Now that would be an Independence Day to cherish forever! Maybe next year.

Sarah and Sonia: A Post-Fourth Note

There is one more thing we’re now blessedly independent of that I didn’t mention: Sarah Palin.

Mareen Dowd nailed it today. Palin isn’t planning some secret political cabal for 2012. She hasn’t a trace of the brains—let alone the discipline and stamina—of an Obama or a Hillary Clintion. She failed to gain national glory in a single year, so she’s taking her marbles and going home. Good riddance!

It’s a mystery how “conservatives” could have considered Palin for national public office for more than a microsecond. She’s everything true conservatives detest. She’s an ignoramus who scorns education and expertise. She knows nothing about history or our national values. She has no persistence or perseverance; she expects instant success in everything she does. She’s an “American Idol” sort of American.

Like an eager but unprepared ingénue, Palin got “discovered” for her big break. But she found the path steeper after leaving a state with fewer people than (as one blog commenter put it) a good concert in Central Park.

Those who think Palin is a champion of the Second Amendment should think again. Most Alaskans don’t shoot for sport or self-protection; they shoot for meat. A moose or caribou can feed a family for an entire winter, at the price of one bullet if you shoot straight.

Most immigrants to Alaska didn’t go there to make the world better; they went there to escape it. For those of us old enough to remember, the fringe that Palin personifies recalls an earlier fringe forty years ago: the hippies. Except for the fundamentalist religion and right-wing ideology, it’s all the same: the narcissism, the escapism, the boundless ignorance, the unfounded moral superiority, the lack of discipline, the irresponsibility—even saddling kids with odd names that will haunt them the rest of their lives. If you visited San Francisco’s infamous Haight-Ashbury District in the sixties, you’ve seen it all before.

Palinites are hippies with Bibles and guns. If history runs true, they’ll lead the Republicans over the same political cliff and into the same forty-year political wilderness as the hippies led the Democrats two generations ago.

Conservatives, indeed! True conservatives, from Alexander Hamilton to Teddy Roosevelt, would convulse with laughter or terror at the thought of Palin in the White House. Probably even Barry Goldwater would. (Reagan the Actor I’m not so sure about. He cut his teeth on show business, and he wasn’t very bright.)

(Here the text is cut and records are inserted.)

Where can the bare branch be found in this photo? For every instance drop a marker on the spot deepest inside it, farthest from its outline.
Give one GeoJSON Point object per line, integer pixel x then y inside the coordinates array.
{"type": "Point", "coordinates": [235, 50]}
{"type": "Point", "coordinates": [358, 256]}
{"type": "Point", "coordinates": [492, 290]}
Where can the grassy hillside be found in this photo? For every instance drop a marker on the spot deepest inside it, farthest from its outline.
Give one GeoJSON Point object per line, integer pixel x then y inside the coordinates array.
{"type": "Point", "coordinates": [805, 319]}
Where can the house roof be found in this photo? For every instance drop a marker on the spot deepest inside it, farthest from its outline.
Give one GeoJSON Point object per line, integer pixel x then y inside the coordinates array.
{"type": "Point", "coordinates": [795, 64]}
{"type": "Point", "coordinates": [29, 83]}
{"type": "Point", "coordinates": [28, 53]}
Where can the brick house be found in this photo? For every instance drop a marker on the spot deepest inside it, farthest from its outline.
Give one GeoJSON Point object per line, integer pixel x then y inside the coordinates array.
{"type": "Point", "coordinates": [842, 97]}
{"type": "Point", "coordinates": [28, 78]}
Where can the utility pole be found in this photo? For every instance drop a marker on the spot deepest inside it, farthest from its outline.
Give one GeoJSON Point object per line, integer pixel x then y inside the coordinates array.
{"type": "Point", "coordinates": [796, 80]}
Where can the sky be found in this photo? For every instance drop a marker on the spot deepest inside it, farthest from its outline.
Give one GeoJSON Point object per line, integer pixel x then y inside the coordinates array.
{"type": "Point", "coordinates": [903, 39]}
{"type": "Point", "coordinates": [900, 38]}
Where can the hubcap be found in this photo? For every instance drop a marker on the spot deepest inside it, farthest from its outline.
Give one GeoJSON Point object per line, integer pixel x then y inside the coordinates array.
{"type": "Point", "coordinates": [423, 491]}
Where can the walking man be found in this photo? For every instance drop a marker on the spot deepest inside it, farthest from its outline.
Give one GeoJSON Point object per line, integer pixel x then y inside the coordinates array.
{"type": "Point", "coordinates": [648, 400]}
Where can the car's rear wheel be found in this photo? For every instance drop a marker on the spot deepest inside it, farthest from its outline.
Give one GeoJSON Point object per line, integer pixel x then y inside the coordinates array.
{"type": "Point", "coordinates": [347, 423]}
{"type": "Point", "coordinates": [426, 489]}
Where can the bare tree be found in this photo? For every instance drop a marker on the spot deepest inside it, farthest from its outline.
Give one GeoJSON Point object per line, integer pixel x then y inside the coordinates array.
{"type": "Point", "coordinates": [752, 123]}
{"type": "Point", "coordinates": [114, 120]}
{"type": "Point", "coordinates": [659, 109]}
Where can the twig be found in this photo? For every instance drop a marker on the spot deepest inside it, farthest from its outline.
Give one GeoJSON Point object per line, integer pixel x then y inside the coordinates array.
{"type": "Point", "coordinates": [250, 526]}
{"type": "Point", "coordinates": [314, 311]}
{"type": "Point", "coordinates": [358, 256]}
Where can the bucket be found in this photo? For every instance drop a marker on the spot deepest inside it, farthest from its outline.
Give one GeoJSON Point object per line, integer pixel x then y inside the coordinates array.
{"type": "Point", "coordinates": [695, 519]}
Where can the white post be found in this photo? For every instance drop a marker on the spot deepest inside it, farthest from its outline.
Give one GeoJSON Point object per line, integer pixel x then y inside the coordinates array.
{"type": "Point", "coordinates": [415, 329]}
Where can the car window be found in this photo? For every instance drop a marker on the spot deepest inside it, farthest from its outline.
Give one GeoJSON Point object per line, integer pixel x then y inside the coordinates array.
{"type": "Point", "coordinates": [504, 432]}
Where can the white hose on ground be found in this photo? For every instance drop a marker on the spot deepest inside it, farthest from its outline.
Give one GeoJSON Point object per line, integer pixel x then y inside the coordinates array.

If you want to see a woman who has lived conservative values, look at someone else much in the news lately: Judge Sonia Sotomayor. Raised in a housing project by a single mother, she kept her eye on the ball. She excelled in school, got herself into Princeton and Yale Law (the nation’s most selective law school), got experience in prosecution, corporate law, and civil rights and only then took a seat on the bench.

Unlike Palin, Sotomayor paid her dues. She delayed gratification for decades of serious study, hard work, patience and discipline. She didn’t look for glory in a single year.

Judge Sotomayor has gotten lots of flack for her “wise Latina woman” remark. But I think I know what was on her mind when she made it. When she first went to Princeton, it was mostly male and lily white. She was all alone and alienated, feeling the homesickness and insecurity that every freshman feels. But there was a difference: there was no one like her on campus to share her stories and her pain.

No doubt she called home and friends tearfully may times during that tough first year. I’ll bet dollars to donuts some wise Latina woman—probably her mother—told her, “Stick with it, kid! Don’t quit! Make something of yourself!”

Anyone one who’d prefer Palin as a role model to Sotomayor is smoking something awfully strong. Maybe that’s being “conservative” today, but it’s not what the word meant when I was growing up.